Since 2016, Guillermo Ortiz has been a chairman of Latin America’s BTG Pactual. The former central banker of Mexico talks to Nick Fitzpatrick.
Guillermo Ortiz can sympathise with central bankers faced with the challenge of boosting economies. After all, he used to be one himself.
For 11 years until 2009, Ortiz was governor of Mexico’s central bank, Banco de México. Now he is chairman for Latin America of BTG Pactual, a Brazilian investment bank that is seeking to expand its banking and asset management activities outside of the region.
“There is a big question about whether central banks have any ammunition left,” he said, speaking to Funds Europe in London recently.
Most people would agree that the extended central bank powers and the recapitalisation of the banks was very important, as it probably avoided another Great Depression, Ortiz says. “But seven years later, is it still justified and effective?”

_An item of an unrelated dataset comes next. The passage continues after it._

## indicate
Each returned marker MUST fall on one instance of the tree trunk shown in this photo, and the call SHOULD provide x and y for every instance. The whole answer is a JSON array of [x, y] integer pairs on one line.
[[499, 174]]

Ortiz followed with interest the central bankers’ meeting in Jackson Hole last year, where Janet Yellen, chair of America’s Federal Reserve, was considering the same issue in a speech about the resilience of monetary policy for the future. Ortiz says: “There is a great deal of talk about whether the expanded tool kit for central banks – which includes wider forward guidance and negative rates – is losing its effectiveness.”

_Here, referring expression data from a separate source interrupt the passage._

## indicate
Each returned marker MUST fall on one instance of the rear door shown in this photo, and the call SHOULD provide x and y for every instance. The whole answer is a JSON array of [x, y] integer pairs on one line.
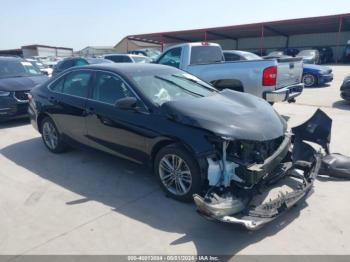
[[289, 72], [69, 99]]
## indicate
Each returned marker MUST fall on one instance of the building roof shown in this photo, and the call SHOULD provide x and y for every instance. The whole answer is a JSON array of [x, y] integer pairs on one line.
[[98, 47], [321, 24], [47, 46]]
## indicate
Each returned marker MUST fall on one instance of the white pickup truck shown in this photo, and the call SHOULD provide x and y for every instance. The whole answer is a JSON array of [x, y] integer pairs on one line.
[[274, 80]]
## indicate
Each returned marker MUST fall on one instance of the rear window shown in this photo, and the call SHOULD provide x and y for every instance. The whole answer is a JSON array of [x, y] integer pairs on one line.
[[206, 54]]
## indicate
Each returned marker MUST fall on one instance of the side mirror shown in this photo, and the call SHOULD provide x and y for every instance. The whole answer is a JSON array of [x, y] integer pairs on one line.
[[126, 103]]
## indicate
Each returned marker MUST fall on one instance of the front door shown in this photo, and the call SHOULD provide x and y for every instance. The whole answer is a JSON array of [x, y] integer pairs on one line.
[[117, 131]]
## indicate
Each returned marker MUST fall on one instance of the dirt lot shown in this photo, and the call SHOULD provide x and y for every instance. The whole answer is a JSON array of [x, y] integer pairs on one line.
[[85, 202]]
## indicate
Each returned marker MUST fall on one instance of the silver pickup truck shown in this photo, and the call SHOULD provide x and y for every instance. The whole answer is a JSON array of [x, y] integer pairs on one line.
[[274, 80]]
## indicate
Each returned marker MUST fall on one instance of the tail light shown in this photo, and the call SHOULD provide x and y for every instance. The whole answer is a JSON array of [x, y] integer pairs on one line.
[[270, 76]]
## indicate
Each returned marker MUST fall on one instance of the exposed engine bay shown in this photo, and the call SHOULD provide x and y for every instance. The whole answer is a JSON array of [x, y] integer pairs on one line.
[[251, 182]]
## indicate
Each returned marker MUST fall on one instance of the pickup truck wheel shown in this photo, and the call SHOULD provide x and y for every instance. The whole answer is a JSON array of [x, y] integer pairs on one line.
[[51, 136], [309, 80], [177, 172]]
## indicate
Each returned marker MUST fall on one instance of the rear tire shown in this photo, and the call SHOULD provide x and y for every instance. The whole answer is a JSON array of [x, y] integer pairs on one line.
[[178, 172], [51, 136]]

One thing Yellen never mentioned when talking about expanding the monetary policy tool kit was negative interest rates. Ortiz says the Fed wants nothing to do with negative rates any longer. But this means the Fed needs to retool if it’s to be able to avoid future recessions.
“But how?” he asks. “When the Fed had positive interest rates, it meant they had the option of going higher or lower. They don’t do now.”
Something that is causing central bankers real anxiety is the relationship between their near-zero policy rates and the ‘natural interest rate’.
The natural rate of interest can most simply be defined as the rate of interest that keeps asset prices stable, causing neither booms nor busts. It is independent of monetary causes, determined by real economic factors. But the natural rate of interest is also something that cannot be seen.
Some perceive central bank policy rates as trying to chase, or detect, the natural rate – though the concept of natural interest rates is a little murky.
It was John Williams, president of the Federal Reserve Bank of San Francisco, who sparked a debate about the natural rate of interest at last year’s Jackson Hole meeting. In a letter circulated at the time, he stated that the ephemeral natural rate had been coming down drastically for the past 25 years.
Williams wrote: “The time has come to critically reassess prevailing policy frameworks and consider adjustments to handle new challenges, specifically those related to a low natural real rate of interest. While price level or nominal GDP targeting by monetary authorities are options, fiscal and other policies must also take on some of the burden to help sustain economic growth and stability.”
Ortiz says: “The natural rate of interest is very close to zero in most advanced countries and a lot of factors for that are related to demographics and excess capacity, nothing to do with the monetary policy behind it. The inter-relation of these factors is not very well understood.”
The lowering of the natural interest rate predates the extraordinary monetary policies that have seen lower central bank rates in recent years. The natural rate has been coming down for ten years and is likely to remain low for a long time, says Ortiz.
One way to address the need for more central bank tools would be to increase inflation expectations. Much discussion at Jackson Hole focused on this, says Ortiz – yet no central bank is going in that direction.
And so now, much more focus is on fiscal policy and infrastructure investment. Particularly, says Ortiz, since the election of Donald Trump, who has pledged $1 trillion of infrastructure spend.
The emphasis on these ‘tools’, and coupled with the fact that policy rates did begin to move upwards slightly in the US in December last year, may suggest to some people that change is in the air, though the debate continues.
CATCHING UP AGAIN
Shifting the conversation to Latin America, the economic picture is at least clearer there, Ortiz believes. After its worst recession in history, Brazilian growth is starting to catch up again.
Ortiz says that what happened economically in Latin America was explained by the commodity super-cycle. The cycle saw many years of gains and produced a lot of benefits for the continent.
“It strengthened the macro framework and facilitated a reduction in inflation and debt. Public finances got better,” Ortiz adds. “In the 1990s, average inflation in Latin America was 100% and the fact that many Latin America countries could establish a monetary policy framework was an extraordinary achievement.”
But many Latin American countries, like Brazil, did not use their money wisely, and with the end of the commodity super-cycle, “all indicators just turn backwards”.
Monetary policy was tightened. This could have caused a debt explosion, but Ortiz says this was avoided. He points out that in Mexico, there should be a primary surplus on the near-horizon after about five years of a primary deficit.
“There have been negative [investment] flows but I think investors are looking at Latin America again now. There are many more opportunities in emerging markets, particularly in Latin America. In Brazil, the economy has bottomed out and there are prospects of change in the regime. Change in policies has resulted in a large rally. It’s just the beginning of the story.”